When it comes to defending Tottenham have few equals across Europe and according to Eric Dier teammate Hugo Lloris is the Premier League’s best goalkeeper.
But the last week has highlighted a shortcoming that could hamper Spurs’s hopes of turning their promise into trophies.
Spurs have scored just once against West Brom, Bayer Leverkusen and Bournemouth, leaving Mauricio Pochettino admitting the “pressure” is on his whole team to sharpen up and Kyle Walker suggesting they might need a change of approach to solve their scoring problems.
Stingy Spurs have conceded just four Premier League goals in nine games.

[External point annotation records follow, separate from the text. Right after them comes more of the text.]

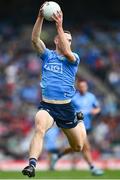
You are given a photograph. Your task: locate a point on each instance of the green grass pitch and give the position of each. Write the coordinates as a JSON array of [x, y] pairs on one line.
[[71, 174]]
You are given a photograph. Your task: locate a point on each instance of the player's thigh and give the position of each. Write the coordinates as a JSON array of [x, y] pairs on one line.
[[43, 120], [86, 146], [76, 136]]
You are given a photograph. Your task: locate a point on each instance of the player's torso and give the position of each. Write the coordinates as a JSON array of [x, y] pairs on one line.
[[58, 76]]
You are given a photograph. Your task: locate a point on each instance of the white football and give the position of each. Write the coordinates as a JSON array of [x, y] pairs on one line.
[[49, 8]]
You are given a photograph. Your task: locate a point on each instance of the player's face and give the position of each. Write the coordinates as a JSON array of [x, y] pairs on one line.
[[82, 86], [68, 37]]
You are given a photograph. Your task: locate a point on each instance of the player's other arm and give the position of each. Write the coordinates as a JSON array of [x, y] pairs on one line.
[[37, 43], [64, 43]]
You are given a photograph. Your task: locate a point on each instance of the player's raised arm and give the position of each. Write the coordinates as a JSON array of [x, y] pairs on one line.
[[64, 40], [37, 43]]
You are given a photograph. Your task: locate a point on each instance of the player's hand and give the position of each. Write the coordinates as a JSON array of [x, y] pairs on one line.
[[58, 18], [41, 9]]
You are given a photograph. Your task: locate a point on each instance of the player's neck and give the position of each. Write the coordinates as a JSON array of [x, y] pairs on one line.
[[58, 51]]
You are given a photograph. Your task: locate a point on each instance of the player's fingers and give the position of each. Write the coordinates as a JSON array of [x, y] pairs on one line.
[[43, 4]]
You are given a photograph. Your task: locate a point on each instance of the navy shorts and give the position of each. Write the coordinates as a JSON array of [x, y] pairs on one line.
[[63, 114]]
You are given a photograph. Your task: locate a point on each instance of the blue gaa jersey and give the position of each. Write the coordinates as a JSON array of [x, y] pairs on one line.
[[85, 103], [58, 75]]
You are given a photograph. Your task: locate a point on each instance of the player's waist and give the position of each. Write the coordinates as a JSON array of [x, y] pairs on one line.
[[56, 101]]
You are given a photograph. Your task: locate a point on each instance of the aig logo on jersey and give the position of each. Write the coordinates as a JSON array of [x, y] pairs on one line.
[[54, 67]]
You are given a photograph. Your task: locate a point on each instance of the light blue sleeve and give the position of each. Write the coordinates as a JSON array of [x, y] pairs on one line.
[[46, 54], [77, 58]]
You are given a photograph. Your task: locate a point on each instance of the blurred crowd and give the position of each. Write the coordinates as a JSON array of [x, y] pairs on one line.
[[99, 50]]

In Europe’s top five leagues – England, Spain, Germany, Italy and France, only Atletico Madrid and Bayern Munich have an equally good defensive record.
But Pochettino’s men are also the joint lowest scorers in the top fours of Europe’s leading leagues with 13 goals.
It is easy to point to the absence of star man Harry Kane – scorer of five of Spurs’ eight goals against Bournemouth last season – as the reason the goals have dried up.
Especially when the man they signed as his back up, £17m Vincent Janssen, has struggled and scored just once in 13 games – a penalty against League One Gillingham.
But the Kane argument is countered somewhat by the fact Spurs beat Middlesbrough, CSKA Moscow and Manchester City without him.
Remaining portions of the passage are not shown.